La Belgique est qualifiée par certains d'État artificiel. Mais tous les pays ne sont-ils pas en quelque sorte artificiels ? À y regarder de plus près, Emmanuel van Innis, président honoraire de l'organisation patronale bruxelloise BECI et membre du comité exécutif de B Plus, affirme que la Belgique est finalement moins artificielle que beaucoup d'autres États.

À la recherche des plus anciennes racines de la Belgique : les Bourguignons

La Belgique est l'un des plus vieux pays du monde. La grande majorité des États qui existent aujourd'hui datent dans leur forme actuelle parfois de bien après 1830. Certains ont même vu le jour bien plus tard, au XXe siècle, à la suite de la décolonisation, de guerres, de la chute d'empires ou de régimes politiques.

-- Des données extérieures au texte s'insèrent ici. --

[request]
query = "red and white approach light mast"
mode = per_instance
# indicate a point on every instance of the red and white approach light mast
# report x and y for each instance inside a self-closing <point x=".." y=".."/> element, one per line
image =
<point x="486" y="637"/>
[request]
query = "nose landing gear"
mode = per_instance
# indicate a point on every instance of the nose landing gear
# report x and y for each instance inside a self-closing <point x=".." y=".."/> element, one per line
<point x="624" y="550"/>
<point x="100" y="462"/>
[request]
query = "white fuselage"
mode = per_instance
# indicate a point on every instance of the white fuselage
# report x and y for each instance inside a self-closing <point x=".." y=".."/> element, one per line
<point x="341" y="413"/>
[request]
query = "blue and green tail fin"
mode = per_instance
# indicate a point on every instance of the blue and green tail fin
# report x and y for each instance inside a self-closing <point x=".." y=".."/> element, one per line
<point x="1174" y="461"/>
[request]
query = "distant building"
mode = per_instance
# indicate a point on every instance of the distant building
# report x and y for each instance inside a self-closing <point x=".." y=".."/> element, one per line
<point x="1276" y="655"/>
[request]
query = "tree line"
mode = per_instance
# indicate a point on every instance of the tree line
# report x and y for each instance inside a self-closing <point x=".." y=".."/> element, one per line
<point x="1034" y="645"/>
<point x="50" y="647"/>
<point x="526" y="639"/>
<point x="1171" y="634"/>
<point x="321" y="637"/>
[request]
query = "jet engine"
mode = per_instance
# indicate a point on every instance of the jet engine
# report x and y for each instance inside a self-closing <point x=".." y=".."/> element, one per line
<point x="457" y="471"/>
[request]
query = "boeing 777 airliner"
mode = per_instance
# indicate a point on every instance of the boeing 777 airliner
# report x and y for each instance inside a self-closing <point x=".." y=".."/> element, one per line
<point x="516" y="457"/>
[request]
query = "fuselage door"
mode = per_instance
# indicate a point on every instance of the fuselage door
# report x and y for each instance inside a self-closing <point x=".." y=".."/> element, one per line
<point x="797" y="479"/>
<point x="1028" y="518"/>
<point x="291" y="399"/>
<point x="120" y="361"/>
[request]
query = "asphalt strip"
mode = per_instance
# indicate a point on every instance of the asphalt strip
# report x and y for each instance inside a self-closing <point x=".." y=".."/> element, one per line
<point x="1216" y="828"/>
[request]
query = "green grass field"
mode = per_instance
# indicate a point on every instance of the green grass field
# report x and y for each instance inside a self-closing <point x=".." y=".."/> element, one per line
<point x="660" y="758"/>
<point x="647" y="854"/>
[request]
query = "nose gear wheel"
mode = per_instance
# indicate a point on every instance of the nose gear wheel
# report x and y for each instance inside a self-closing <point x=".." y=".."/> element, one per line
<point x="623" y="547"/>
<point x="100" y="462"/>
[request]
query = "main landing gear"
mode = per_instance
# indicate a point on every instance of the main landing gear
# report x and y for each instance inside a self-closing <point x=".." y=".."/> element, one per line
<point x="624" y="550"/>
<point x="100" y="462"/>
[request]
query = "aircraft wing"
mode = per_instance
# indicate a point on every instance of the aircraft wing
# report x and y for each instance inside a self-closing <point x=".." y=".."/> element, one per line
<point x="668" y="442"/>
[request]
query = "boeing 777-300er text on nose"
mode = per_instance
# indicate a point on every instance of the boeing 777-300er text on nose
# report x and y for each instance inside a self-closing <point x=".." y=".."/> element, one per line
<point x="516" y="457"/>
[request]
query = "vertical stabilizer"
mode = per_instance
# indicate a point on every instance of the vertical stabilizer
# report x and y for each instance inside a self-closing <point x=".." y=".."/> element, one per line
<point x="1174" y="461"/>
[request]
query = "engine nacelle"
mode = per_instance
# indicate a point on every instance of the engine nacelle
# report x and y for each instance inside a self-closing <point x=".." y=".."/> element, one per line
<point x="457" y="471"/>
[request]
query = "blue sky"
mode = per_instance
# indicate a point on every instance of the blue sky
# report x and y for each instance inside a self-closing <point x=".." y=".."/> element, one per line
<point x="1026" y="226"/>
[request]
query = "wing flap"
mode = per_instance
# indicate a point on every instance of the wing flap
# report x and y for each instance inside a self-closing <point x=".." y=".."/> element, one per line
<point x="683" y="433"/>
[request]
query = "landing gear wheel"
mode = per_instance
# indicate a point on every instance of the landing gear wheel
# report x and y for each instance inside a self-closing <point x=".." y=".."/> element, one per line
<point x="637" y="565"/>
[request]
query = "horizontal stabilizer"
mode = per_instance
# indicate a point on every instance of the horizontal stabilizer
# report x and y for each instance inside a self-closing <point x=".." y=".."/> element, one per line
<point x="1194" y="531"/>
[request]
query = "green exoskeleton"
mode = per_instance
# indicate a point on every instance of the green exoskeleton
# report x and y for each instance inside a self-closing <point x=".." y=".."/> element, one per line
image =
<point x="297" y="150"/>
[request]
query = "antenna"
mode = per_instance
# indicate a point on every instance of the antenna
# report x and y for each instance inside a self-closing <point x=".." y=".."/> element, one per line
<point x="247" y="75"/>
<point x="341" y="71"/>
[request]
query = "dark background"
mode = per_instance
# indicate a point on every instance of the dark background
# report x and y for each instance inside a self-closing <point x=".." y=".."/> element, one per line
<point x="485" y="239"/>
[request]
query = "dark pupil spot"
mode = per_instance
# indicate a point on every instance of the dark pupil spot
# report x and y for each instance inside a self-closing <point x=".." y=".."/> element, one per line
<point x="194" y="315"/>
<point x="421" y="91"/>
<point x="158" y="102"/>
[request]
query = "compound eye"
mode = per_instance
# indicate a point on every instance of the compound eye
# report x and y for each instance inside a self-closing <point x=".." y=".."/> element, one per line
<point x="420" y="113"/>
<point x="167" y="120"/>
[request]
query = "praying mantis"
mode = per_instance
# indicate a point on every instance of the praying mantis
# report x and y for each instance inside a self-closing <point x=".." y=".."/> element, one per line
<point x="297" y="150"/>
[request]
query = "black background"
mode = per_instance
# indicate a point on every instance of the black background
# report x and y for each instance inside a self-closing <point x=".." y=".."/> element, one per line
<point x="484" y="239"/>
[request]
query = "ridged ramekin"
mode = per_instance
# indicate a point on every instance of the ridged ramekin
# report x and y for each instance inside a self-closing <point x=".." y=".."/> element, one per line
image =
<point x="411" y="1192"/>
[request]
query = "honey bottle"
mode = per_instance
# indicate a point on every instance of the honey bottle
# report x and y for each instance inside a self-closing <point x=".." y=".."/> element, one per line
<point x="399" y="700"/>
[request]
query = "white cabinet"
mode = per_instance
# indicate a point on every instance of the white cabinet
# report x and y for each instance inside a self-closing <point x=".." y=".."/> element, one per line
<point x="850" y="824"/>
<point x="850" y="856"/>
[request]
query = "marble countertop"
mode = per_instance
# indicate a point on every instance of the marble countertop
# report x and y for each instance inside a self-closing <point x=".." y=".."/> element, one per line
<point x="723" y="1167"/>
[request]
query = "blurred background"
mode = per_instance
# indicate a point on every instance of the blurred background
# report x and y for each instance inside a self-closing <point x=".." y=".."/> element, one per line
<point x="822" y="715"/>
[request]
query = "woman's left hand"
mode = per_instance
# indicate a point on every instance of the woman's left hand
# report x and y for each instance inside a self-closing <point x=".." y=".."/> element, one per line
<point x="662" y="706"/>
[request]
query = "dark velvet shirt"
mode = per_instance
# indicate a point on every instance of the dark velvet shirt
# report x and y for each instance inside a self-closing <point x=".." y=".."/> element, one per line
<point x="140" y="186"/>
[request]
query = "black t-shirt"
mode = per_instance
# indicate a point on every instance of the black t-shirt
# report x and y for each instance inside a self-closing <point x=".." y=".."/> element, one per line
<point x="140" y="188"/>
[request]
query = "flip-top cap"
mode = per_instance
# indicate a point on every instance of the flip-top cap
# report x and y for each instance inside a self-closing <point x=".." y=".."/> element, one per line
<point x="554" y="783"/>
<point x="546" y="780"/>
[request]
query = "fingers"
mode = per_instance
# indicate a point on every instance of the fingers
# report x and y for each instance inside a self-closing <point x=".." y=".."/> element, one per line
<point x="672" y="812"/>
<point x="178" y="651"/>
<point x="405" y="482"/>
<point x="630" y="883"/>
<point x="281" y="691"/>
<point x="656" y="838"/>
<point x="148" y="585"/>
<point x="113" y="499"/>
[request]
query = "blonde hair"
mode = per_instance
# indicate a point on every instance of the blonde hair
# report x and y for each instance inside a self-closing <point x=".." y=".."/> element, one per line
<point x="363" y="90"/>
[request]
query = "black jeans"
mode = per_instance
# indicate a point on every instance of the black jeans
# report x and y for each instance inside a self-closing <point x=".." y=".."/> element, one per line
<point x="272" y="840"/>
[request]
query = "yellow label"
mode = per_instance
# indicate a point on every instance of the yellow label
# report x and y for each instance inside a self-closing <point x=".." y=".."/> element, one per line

La zone territoriale dite Belgica et l'appellation Belgae pour ses habitants remontent à l'époque romaine. Mais ce sont les Bourguignons et leurs ducs qui, à partir du XVe siècle, ont été les premiers à rassembler nos régions sous leur puissance, à l'aide notamment d'une politique matriomoniale bien pensée. Leur histoire est magistralement décrite par Bart Van Loo (Les Téméraires, Flammarion, 2020). Elle commence par le mariage de Philippe le Hardi avec Marguerite de Flandre, l'écrasement des villes rebelles (dont Gand et Liège), les guerres et les alliances. Sous Charles le Téméraire, le premier parlement de notre région est établi à Malines. Dans la cathédrale de Bruges se trouve un portrait de Philippe le Bon avec le titre Conditor Belgicae. À cette époque, la Belgica comprenait également certains comtés des actuels Pays-Bas (Gueldre, Zélande) et des villes du nord de la France actuelle (Cambrai, Valenciennes et Lille).

À cette époque, les terres étaient encore les possessions des rois, des ducs et des comtes, possessions qui étaient souvent partagées ou disputées entre les héritiers. Pour la population, c'étaient la paix, la prospérité et les accords commerciaux qui étaient les principales préoccupations. Leur attachement et leur loyauté dépendaient de cela. Les ducs de Bourgogne y ont admirablement réussi. Ils ont limité leur velléités guerrières à leur rivalité avec la famille royale française. Ainsi, les Bourguignons ont probablement été les premiers souverains sous lesquels la population a éprouvé un sentiment d'appartenance commune.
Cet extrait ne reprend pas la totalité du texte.